Culinary Arts for the Common Good

    By Bavani Purushothaman, photography by Celia Southcombe

    “We make a living by what we get, but we make a life by what we give,” said Winston Churchill.  

    Create Common Good’s Executive Chef, Brent Southcombe, is living proof of the power of giving. For the past five years, Southcombe has captained a specially designed food service job-training program to help people with barriers to employment achieve confidence, self-sufficiency, and financial independence. His trainees include refugees, women from the Women’s and Children’s Alliance, and people who have been incarcerated. He says, “I don’t like to use the term ‘at risk.’ We all suffer at some point. I see this as a strength and not a weakness. Character is shaped in these times.”

    Southcombe’s week is a combination of training and advocating for his graduates.   He calls himself a “mobile resume.”  While connecting with potential employers to place the recent graduates in jobs, he doesn’t forget his past graduates.  He keeps in touch with them to ensure that success is mapping their journey and their hard work is being rewarded.

    Southcombe was born and brought up in Taranaki, New Zealand.  He comes from a dairy farming background.  A life-long passion for cooking with interesting, fresh flavors was instilled when he first started cooking with his mother as a young boy.

    At the age of 20, Southcombe fell in love with the warm water during a surfing vacation in Australia and decided to call it home.  He had tried various stints in farming but decided that cooking was where his heart belonged after working in restaurants with master chefs.  He worked his way up the ranks in kitchens around the country. Soon Southcombe was Executive Chef at a 5-star hotel in Brisbane with 50 chefs and a brigade of stewards working under him.  Taking part in competitions fueled his passion.  For this, he was rewarded with the title “Chef of the Nation” for Australia and New Zealand in 1997.

    2010 saw Southcombe and his family traversing the globe from Brisbane to California to attend a conference. He believes divine circumstances put him in contact with Tara Russell, the founder of Create Common Good, who attended the same gathering. Soon after, he and his family followed their call in life by embarking on their “journey of faith” to Boise, to team up with Russell, Angie Tuft and the small team working for the then fledgling organization. Together they developed a culinary arts program based out of the Cathedral of the Rockies. As a vehicle to raise funds and create awareness in the community, Create Common Good presented high end dinner parties in private homes around Boise, where Southcombe performed his culinary magic, ensuring word spread soon.

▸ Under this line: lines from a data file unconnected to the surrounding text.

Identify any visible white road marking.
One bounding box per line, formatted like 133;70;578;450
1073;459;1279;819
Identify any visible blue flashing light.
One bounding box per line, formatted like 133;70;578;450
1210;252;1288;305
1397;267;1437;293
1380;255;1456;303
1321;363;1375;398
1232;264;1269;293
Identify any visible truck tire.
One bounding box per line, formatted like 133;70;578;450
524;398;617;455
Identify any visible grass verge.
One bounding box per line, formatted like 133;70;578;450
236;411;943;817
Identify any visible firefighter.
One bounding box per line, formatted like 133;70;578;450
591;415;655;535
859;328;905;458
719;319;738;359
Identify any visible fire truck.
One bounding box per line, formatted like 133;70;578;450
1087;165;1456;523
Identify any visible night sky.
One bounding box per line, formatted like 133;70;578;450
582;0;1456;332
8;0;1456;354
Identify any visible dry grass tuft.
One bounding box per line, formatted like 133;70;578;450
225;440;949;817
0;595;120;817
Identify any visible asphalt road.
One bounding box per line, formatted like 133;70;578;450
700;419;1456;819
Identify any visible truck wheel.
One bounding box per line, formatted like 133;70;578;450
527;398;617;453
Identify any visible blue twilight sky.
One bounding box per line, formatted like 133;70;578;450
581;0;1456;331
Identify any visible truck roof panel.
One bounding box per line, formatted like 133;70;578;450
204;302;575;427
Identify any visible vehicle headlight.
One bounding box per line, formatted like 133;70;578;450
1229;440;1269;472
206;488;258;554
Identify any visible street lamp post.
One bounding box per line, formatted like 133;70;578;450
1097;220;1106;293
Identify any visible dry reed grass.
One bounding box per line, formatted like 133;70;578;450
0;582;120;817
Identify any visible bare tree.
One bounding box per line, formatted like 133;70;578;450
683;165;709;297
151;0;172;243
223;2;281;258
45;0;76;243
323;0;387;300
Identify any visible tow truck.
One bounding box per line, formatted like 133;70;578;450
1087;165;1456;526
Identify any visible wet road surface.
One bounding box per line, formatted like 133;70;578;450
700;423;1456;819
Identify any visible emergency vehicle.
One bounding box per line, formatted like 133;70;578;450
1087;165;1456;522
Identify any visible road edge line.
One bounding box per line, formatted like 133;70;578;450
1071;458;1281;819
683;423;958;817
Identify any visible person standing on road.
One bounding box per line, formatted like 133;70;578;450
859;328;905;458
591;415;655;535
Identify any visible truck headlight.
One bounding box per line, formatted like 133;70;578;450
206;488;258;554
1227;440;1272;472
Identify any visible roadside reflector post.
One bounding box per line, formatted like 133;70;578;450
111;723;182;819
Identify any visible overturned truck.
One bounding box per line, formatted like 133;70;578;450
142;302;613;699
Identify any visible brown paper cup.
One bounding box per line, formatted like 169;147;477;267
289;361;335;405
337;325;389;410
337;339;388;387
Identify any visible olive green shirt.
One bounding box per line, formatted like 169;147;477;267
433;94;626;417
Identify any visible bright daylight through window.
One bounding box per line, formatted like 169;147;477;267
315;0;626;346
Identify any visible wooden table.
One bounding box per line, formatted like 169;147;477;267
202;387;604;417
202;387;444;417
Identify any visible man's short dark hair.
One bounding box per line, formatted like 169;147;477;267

    Create Common Good (CCG) is a non-profit organization that is a living message of Wayne Dyer’s belief, “no human left behind”. It aims to be financially self-reliant and not dependent on grants and donations to achieve its mission. CCG generates revenue by producing food to supply to businesses such as Jacksons Gas Stations, Parrilla Grill, Flatbread, Steph’s Serious Salsa and Mobley’s Hand-Crafted Ice Cream. This revenue enables the students to benefit by receiving culinary training at a very low cost.

    One cannot truly appreciate the depth of CCG and its spirit of family until you step onto the premises.  I was fortunate to be invited for lunch, coincidentally on graduation day.  This touching ceremony bore witness to the students’ hard work and perseverance coming to fruition.  Partaking in a lunch that represents “every tribe and nation, sitting together, breaking all cultural barriers” is priceless.

    Southcombe says, “We all have gifts in our hands that we must use in the most effective way. All the jobs and experiences in life are our training ground for what we are really meant to be doing. I have never been happier doing what I’m doing now.”